Couldn’t I postpone my visit a couple of days? Some friends — who know more about parents? who know less about dogs? — ripped me apart. It got too late to change plans, I was too tired. So that night, Thanksgiving night, I stayed with Kona for hours, telling her her life’s story — how she came to live with me and my ex. How we got her a sister dog. How she, Astro and I left their dad and moved to Washington, D.C.

A few hours’ break, clothes in a suitcase, hugs and kisses for Astro. Back at the hospital, Kona was too weak to walk to a private room. So I lay down on my belly on the floor in front of her cage, rested my head on her rear and continued with her story. Ten minutes into it, she turned around so we could be face to face, eye to eye, nose to nose. She was so beautiful, but so tired, so pale, so old. I cried more as departure time approached. I hadn’t finished her story. I told her I was saving the rest for my return, so she would have to wait for me.

She didn’t. She couldn’t.

Four vets worked fiercely that weekend but cancer had spread through her body. The only question was which would kill her first — cancer or pneumonia.
Then Saturday they thought she’d stabilized! She might even be able to come home with me. But Sunday she was worse. They made a last attempt while my family took me out for dinner. It was my birthday.

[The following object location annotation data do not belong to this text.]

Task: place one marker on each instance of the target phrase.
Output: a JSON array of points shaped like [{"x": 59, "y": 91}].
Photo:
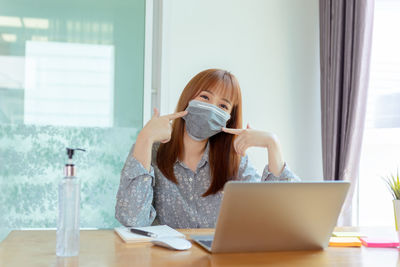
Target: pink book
[{"x": 379, "y": 242}]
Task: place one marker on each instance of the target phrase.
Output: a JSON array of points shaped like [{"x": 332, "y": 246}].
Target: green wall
[{"x": 32, "y": 155}]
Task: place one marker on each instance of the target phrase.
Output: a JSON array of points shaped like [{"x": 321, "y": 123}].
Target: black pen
[{"x": 141, "y": 232}]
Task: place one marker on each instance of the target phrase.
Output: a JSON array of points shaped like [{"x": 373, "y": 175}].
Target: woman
[{"x": 175, "y": 172}]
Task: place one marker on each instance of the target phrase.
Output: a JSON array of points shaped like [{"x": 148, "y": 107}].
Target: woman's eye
[{"x": 223, "y": 106}]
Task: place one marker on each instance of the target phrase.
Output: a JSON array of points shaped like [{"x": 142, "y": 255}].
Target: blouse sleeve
[{"x": 135, "y": 194}]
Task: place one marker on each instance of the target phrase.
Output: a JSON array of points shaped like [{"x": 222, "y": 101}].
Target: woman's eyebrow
[{"x": 226, "y": 100}]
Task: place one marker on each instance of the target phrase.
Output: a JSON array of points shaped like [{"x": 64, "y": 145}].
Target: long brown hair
[{"x": 224, "y": 161}]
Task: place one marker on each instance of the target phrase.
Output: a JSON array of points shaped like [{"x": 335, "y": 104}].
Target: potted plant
[{"x": 393, "y": 182}]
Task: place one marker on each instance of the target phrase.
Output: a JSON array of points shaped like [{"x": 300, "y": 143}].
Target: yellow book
[{"x": 344, "y": 242}]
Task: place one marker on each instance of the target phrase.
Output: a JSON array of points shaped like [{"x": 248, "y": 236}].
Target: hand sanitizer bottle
[{"x": 68, "y": 210}]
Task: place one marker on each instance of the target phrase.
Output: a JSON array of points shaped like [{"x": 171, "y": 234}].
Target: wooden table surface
[{"x": 105, "y": 248}]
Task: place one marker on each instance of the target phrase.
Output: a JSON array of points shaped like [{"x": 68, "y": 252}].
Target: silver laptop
[{"x": 276, "y": 216}]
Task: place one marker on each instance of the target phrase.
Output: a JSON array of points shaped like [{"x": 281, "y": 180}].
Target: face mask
[{"x": 204, "y": 120}]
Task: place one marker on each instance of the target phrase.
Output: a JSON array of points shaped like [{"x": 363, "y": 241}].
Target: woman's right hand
[{"x": 158, "y": 128}]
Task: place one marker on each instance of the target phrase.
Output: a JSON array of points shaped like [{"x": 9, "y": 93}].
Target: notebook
[
  {"x": 344, "y": 242},
  {"x": 380, "y": 242},
  {"x": 161, "y": 231},
  {"x": 347, "y": 234}
]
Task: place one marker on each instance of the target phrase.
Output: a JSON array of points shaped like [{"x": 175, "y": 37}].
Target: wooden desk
[{"x": 105, "y": 248}]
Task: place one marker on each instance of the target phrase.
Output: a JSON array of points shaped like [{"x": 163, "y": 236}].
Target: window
[
  {"x": 71, "y": 74},
  {"x": 381, "y": 144}
]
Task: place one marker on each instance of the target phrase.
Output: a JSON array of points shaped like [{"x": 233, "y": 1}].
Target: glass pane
[{"x": 71, "y": 75}]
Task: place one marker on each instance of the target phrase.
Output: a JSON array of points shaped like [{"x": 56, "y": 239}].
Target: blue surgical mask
[{"x": 204, "y": 120}]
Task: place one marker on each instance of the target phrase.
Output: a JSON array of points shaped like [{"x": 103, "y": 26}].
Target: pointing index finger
[
  {"x": 232, "y": 131},
  {"x": 176, "y": 115}
]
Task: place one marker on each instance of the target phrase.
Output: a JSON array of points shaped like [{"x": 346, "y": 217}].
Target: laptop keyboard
[{"x": 207, "y": 243}]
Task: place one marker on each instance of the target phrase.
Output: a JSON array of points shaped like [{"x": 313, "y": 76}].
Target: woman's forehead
[{"x": 221, "y": 91}]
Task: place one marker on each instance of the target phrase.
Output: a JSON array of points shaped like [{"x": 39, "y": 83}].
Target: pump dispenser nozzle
[{"x": 69, "y": 167}]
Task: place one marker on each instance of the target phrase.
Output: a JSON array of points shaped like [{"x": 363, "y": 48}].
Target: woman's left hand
[{"x": 248, "y": 137}]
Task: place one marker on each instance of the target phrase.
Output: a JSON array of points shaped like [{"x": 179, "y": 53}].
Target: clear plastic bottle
[{"x": 68, "y": 213}]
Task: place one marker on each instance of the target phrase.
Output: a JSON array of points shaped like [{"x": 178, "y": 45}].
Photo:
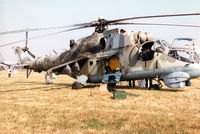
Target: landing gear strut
[
  {"x": 49, "y": 78},
  {"x": 155, "y": 86}
]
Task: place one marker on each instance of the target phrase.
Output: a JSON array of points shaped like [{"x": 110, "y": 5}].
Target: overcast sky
[{"x": 20, "y": 14}]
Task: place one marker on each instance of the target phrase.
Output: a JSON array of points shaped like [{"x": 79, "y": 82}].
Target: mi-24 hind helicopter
[{"x": 109, "y": 56}]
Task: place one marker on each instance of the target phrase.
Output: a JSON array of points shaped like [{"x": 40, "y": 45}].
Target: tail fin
[{"x": 21, "y": 55}]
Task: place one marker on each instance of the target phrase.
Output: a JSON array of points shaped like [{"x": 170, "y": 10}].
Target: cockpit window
[
  {"x": 181, "y": 55},
  {"x": 182, "y": 42},
  {"x": 159, "y": 47},
  {"x": 166, "y": 43}
]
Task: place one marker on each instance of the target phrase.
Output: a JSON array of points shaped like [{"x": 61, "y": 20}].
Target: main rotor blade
[
  {"x": 153, "y": 16},
  {"x": 34, "y": 29},
  {"x": 158, "y": 24},
  {"x": 42, "y": 36}
]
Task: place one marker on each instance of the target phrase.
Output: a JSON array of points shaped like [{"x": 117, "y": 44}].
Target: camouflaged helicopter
[{"x": 113, "y": 55}]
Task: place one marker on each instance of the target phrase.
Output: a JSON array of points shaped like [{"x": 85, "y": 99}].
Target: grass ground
[{"x": 31, "y": 106}]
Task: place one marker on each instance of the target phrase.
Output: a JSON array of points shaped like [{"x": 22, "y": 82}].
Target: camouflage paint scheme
[{"x": 97, "y": 57}]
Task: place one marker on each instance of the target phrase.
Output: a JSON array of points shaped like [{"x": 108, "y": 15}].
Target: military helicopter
[{"x": 113, "y": 55}]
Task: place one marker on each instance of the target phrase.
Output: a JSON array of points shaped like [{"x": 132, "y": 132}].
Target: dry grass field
[{"x": 31, "y": 106}]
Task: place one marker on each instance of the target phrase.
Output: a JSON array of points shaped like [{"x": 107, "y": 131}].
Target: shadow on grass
[
  {"x": 140, "y": 88},
  {"x": 43, "y": 86}
]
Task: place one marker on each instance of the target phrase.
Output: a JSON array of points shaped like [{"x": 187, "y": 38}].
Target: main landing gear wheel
[
  {"x": 76, "y": 85},
  {"x": 49, "y": 78}
]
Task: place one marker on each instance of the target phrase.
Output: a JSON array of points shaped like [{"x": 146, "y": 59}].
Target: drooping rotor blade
[
  {"x": 158, "y": 24},
  {"x": 152, "y": 16},
  {"x": 42, "y": 36},
  {"x": 34, "y": 29},
  {"x": 31, "y": 54}
]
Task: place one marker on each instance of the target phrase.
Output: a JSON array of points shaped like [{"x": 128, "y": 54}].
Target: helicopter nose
[{"x": 194, "y": 70}]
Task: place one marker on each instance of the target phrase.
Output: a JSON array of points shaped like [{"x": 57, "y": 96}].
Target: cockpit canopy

The plasma transplant failed. Late that night I had to make the decision. It was easy, really: Everything we’d done so far had been to prolong her life; anything more would only prolong her death.

A sweet veterinarian cried on the telephone with me, then said something lovely: We don’t put her down, we don’t put her to sleep. We let her go.

I wasn’t there and when I got home Tuesday night, she wasn’t here. Only Astro, scared and skittish and lost. She needed me so I gave her enough love for two dogs.

Death is new to me. I’d expected a constant, crushing agony. Instead it is a numbness broken by brief but painful crying jags. It’s a feeling I’m afraid I’ll come to know very well: Dad is noticeably thinner and paler than he was six weeks ago.

Kona’s presence can be felt throughout the house, as can feel her absence. Both make me ache.

Astro and I are going to take a trip to North Carolina’s Outer Banks. The three of us once spent a week there. Kona charmed all the beach boys into throwing tennis balls into the ocean for her to chase. I begged them not to throw so far. I was sure she would end up in England or France.

Who knows, when we scatter her ashes, maybe she will end up in France. Where she will eat baguette and pate while Astro and I grieve.

In memory of the Wonder Dog and Baby Astro, please hug your animals tonight.